Nearly 50 years after his debut album, Ry Cooder produced another classic with The Prodigal Son, mixed and mastered by Martin Pradler, who worked with Cooder on his previous album, 2012’s Election Special. On The Prodigal Son, released on Fantasy Records on May 11, 2018, the 71-year-old plays the guitar, bass, and mandolin with his usual distinctive touch and panache – “It only took six decades of trying to get good at this,” he joked at the time – and wrote new compositions and selected old songs that sounded fresh and relevant.
The album’s 11 tracks include three Cooder originals and a carefully curated selection of blues, gospel, and bluegrass from the early decades of the 20th century.
The guitar maestro has always had a close affinity with the music of Blind Willie Johnson, the Texas blues musician who died in 1945; Cooder recorded a seminal version of the hymn-like “Dark Was The Night, Cold was the Ground” back in 1973. On this, his 17th solo album, he brings to life two other songs from a pioneering musician he has described as “just so good that I think the guy is one of these interplanetary world musicians.”
On The Prodigal Son, Cooder covers another of Johnson’s “great songs,” the pertinent social commentary “Everybody Ought to Treat A Stranger Right,” which showcases his guitar skills, with Terry Evans, Arnold McCuller, and Bobby King providing neat backing vocals.
For another Johnson 20s classic, “Nobody’s Fault but Mine,” Cooder’s son, co-producer Joachim Cooder, brings a brooding quality to his percussion work that beautifully underscores some more deft guitar work and Cooder senior’s plaintive singing. He also draws from a Texan well for the song “Straight Street,” which was recorded by the gospel group The Pilgrim Travelers in 1955.
Religion runs through the album, from the biblical parable that inspired the traditional title song, to the core of spiritual tracks that are a pivotal theme on The Prodigal Son and which offer an unflinching look at modern America through the prism of morality.

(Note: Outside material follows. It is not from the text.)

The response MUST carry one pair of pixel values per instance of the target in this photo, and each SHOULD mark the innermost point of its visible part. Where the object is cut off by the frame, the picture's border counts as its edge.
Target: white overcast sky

Cooder has said that all the different kinds of music he plays are “the same stuff – good time music,” and this is certainly true of his version of Blind Roosevelt Graves’ 1936 spiritual “I’ll Be Rested When The Roll Is Called,” which is the most musically upbeat of the album’s 11 songs. The religious theme continues with a respectful version of Carter Stanley’s “Harbor Of Love.”
Perhaps the highlight of the spiritual songs is “You Must Unload,” which was written by Blind Alfred Reed, a bluesman discovered by Ralph Peer, who recorded Reed, along with The Carter Family and Jimmie Rodgers, at the famous 1927 Bristol Sessions.
Reed’s songwriting is remarkably potent (he wrote the standard “How Can A Poor Man Stand Such Times and Live?,” which has been a Cooder staple for decades), and this song, from those celebrated 1927 sessions, is given a masterful makeover by Cooder. He is helped by some superb musicianship on the track, from the bass playing of Robert Francis to some angelic violin playing from Aubrey Haynie. The lyrics, a warning that greed is not the path to Heaven, was written by a forgotten craftsman of song, who died of starvation in 1956.
Cooder’s own work has always been political, and his anger about the selfishness and small-mindedness of the modern world comes through loud and clear in the trio of songs he wrote and co-wrote for the album. “Shrinking Man” is a plea for decency as Cooder sings “Look as good as you can, but please don’t rob your fellow man” against a bluesy shuffle rhythm. In his liner notes, the California-born musician says: “I do connect the political/economic dimensions with the inner life of people, since people are at risk and oppressed on all sides in our world today.”
“Gentrification,” co-written with his son, is another song about inequality (it includes references to Johnny Depp and Google), with a breezy melody that contrasts with the dark lyrics. But the bleakest of Cooder’s trio is “Jesus And Woody,” which namechecks classic Woody Guthrie songs such as “Vigilante Man” and “This Land is Your Land.” Guthrie was a songwriter that Cooder first imitated when he was only four years old, and this song casts a cold eye on what the world does to idealists: “Now they’re starting up their engine of hate/Don’t it make you feel lonesome and blue?/Yes, I was a dreamer, Mr. Guthrie, and you were a dreamer too.”
Composer William L Dawson, who died of pneumonia in 1990, at the age of 90, was head of the Tuskegee Institute Choir for 25 years and acclaimed for his choral arrangements of African-American folk songs. Cooder delivers a wonderful version of his song “In His Care.”
Dawson said late in life, “I have never doubted the possibilities of music,” and The Prodigal Son reaffirms that message of hope, despite its darkness. It is vintage Cooder, full of spirit and humanity.